Selection Strategies

There are different selection strategies that LightlyOne supports for handling the different inputs to achieve your objectives. When combining multiple objectives and different selection inputs with strategies, one can specify the strength for each of the strategies to influence the objective with a positive or inverse/negative effect.

LightlyOne offers the following selection strategies to help you achieve your objective:

Diversity
Typicality
Weights
Threshold
Balance
Similarity

Not all strategies can be combined with every selection input. Please see input and strategy combinations for detailed information.

Diversity

Use this strategy to select samples such that they are as different as possible from each other.

Can be used with Embeddings. Samples with a high distance between their embeddings are considered to be more different from each other than samples with a low distance. The strategy is specified like this:

"strategy": {
    "type": "DIVERSITY",
    "strength": 0.6 # optional
}

If you want to preserve a minimum distance between chosen samples, you can specify it as an additional stopping condition. The selection process will stop as soon as one of the stopping criteria has been reached.

"strategy": {
    "type": "DIVERSITY",
    "stopping_condition_minimum_distance": 0.2,
    "strength": 0.6 # optional
}

Setting "stopping_condition_minimum_distance": 0.2 will remove all samples which are closer to each other than 0.2. This allows you to specify the minimum allowed distance between two images in the output dataset. If you use embeddings as input, this value should be between 0 and 2.0, as the embeddings are normalized to unit length. This is often a convenient method when working with different data sources and trying to combine them in a balanced way. If you want to use this stopping condition to stop the selection early, make sure that you allow selecting enough samples by setting n_samples or proportion_samples high enough in the selection configuration.

📘
Higher minimum distance in the embedding space results in more diverse images being selected. Increasing the minimum distance will result in fewer samples being selected.

Typicality

📘
Typicality selection requires LightlyOne Worker version at least 2.10.

When the machine learning model only has a few samples to learn from and/or is already struggling with the easy or common cases,
typicality selection helps. The typicality strategy allows you to select samples that are representative of the distribution. The way this is achieved is by selecting samples from high-density regions. The typicality is computed as the similarity of a sample to its nearest neighbors. High typicality samples are very similar to the nearest neighbors and, therefore, correspond to high-density regions.

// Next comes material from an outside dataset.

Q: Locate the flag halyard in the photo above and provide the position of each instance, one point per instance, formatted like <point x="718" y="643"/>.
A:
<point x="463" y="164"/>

Can be used with Embeddings.

🚧
You should always combine typicality with diversity and not as a standalone selection method as it could result in data being selected only from a single cluster. Diversity selects the most different samples possible, thus ensuring you consider edge cases in your selection. Typicality selects the samples that are the most representative of your data. By adjusting the strengths of the two strategies, you can obtain the most calibrated selection strategy.
Furthermore, we strongly discourage using typicality for datasets with more than 100,000 input samples. For large datasets, it not only does not help selection, but also leads to long worker runtimes.

The simplest way to set the typicality strategy combined with diversity is the following:

 strategies = [
    {
        "input": {"type": "EMBEDDINGS"},
        "strategy": {"type": "TYPICALITY", "strength": 1.0},
    },
    {
        "input": {"type": "EMBEDDINGS"},
        "strategy": {"type": "DIVERSITY", "strength": 1.0} 
    },
]

Weights

The objective of this strategy is to select samples that have a high numerical value.

Can be used with Scores, numerical Metadata and Random inputs. It can be specified with:

"strategy": {
    "type": "WEIGHTS",
    "strength": 0.6 # optional
}

Threshold

The objective of this strategy is to only select samples that have a numerical value fulfilling a threshold criterion. E.g. they should be bigger or smaller than a certain value.

Can be used with Scores and numerical Metadata inputs. It is specified as follows:

"strategy": {
    "type": "THRESHOLD",
    "threshold": 20,
    "operation": "BIGGER_EQUAL"
}

This will keep all samples whose value (specified by the input) is >= 20 and remove all others. The allowed operations are SMALLER, SMALLER_EQUAL, BIGGER, BIGGER_EQUAL.

Threshold does not support strengthas it is a hard filter that is applied as a first step. See Selection Algorithm for more information.

Balance

It can be used with Predictions and categorical string Metadata. Categorical int and categorical boolean metadata cannot be used for selection at the moment.

This strategy aims to select samples so that the distribution of classes or metadata of the selected set satisfies certain properties. These properties can be defined by choosing an appropriate value for the distribution field of the configuration of the strategy.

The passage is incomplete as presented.